Remortgaging is the new stockpicking

More than a million homeowners will need a new mortgage this year, but navigating the market is more complicated than ever
January 18, 2024

The UK will need 1.5mn more investing, economics and interest rate experts this year. That’s how many fixed-rate mortgage deals are going to expire in 2024, with a sharp rise in interest rates expected for most. Mortgage deals have become slightly cheaper in the past few weeks, in line with expectations that base rates will fall later this year. But it is this trend that makes decisions even harder than they were before.

Yes, financially speaking, those who were forced to remortgage at rates above 5 per cent and even 6 per cent have been hardest hit. But the decision-making process itself was relatively straightforward: their task was to simply find the best rate and lock it in as soon as they could.

Now deals are getting cheaper, but homeowners have a harder time deciding what will happen next. Even the market minutiae now matter. For example, in December there was much consternation among mortgage brokers as to why Halifax, the country’s largest lender, was not cutting rates along with rivals.

Some experts have suggested this is because Halifax is a lender that does not offer mortgage terms from the point of completion but from the point of application. On top of this, it only transfers products on the 1st of every month, and so had a significant amount of customers refinancing at the end of December. After transferring its existing book onto new (more expensive) deals, the bank duly cut rates on 2 January. 

The wider point is that implications of delaying decisions could now be either positive or negative.

For instance, borrowers with a deal expiring on 31 December last year would have expected to lock into a two-year fix costing around 5.6 per cent.

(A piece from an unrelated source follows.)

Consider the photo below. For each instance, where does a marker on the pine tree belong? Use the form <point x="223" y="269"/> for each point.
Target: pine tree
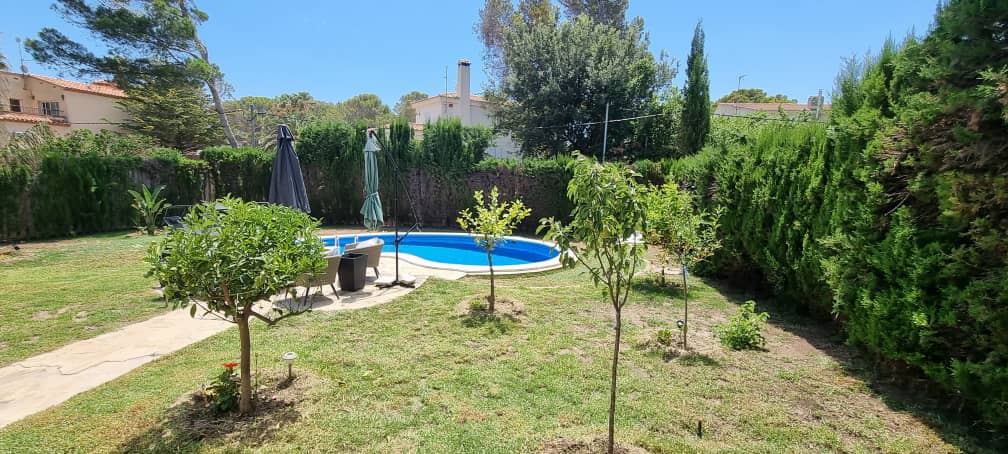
<point x="697" y="107"/>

If they were remortgaging a £300,000 loan for two decades, they would have paid around £2,330 per month. Had they waited until 2 January, the same terms would come with a rate of 4.72 per cent, saving them roughly £180 per month, or £4,320 over two years.

The problem here is their deal expired in December, meaning they would have been pushed onto a standard variable rate (SVR) for January, around 3 percentage points above the base rate, and would have paid £2,700 in January before locking in the cheaper deal. Still, even with that factored in, they would have saved £3,950 over two years.

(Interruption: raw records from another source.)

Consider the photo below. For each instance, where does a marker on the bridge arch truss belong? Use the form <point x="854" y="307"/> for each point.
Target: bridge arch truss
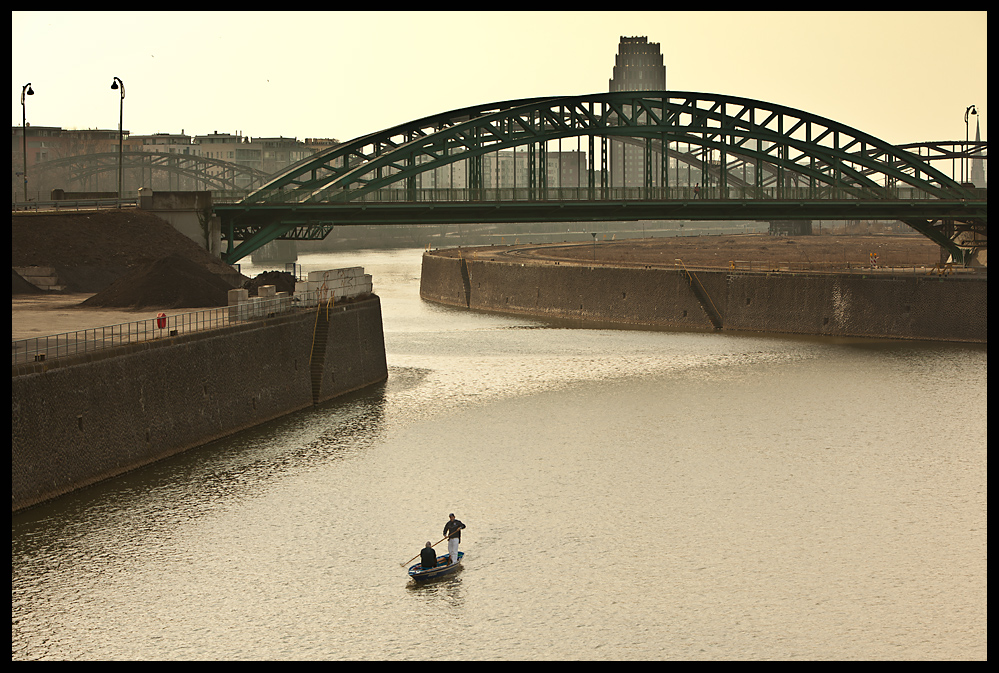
<point x="208" y="173"/>
<point x="745" y="149"/>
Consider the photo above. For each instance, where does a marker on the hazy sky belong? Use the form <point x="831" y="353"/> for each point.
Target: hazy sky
<point x="900" y="76"/>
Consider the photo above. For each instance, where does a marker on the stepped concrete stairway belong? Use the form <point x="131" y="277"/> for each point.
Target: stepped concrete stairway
<point x="318" y="360"/>
<point x="702" y="296"/>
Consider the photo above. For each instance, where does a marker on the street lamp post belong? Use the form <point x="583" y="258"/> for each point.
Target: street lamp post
<point x="26" y="89"/>
<point x="964" y="160"/>
<point x="121" y="112"/>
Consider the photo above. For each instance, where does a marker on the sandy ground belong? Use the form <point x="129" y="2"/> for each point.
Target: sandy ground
<point x="44" y="315"/>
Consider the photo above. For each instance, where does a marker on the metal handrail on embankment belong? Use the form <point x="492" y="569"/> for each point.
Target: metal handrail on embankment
<point x="44" y="348"/>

Most would never assume a month on a SVR is sensible with the base rate at 5.25 per cent, and that would be a fair thought. It’s also very unlikely a broker would recommend this, as it would be based on a hunch that deals will get cheaper, of which there’s no guarantee. If investors start rowing back on their expectations of base rate cuts, mortgage rates could conceivably creep up once again.

People’s incomes, their ability to afford their standard of living – in essence to fuel the economy – are now at the whim of the market. One wrong move costs hundreds of pounds a month, and one right move, even by accident, can save thousands.

Homeowners can no longer be passive. In a fluctuating market, knowledge is more important. Some of this is due diligence akin to that used when picking a stock or fund: knowing a lender's inner workings can pay big. But forecasting the future path of interest rates is a much harder, or even foolhardy, pursuit. The principles of active investing can now be applied to borrowing decisions, but making big macro calls is difficult in either case.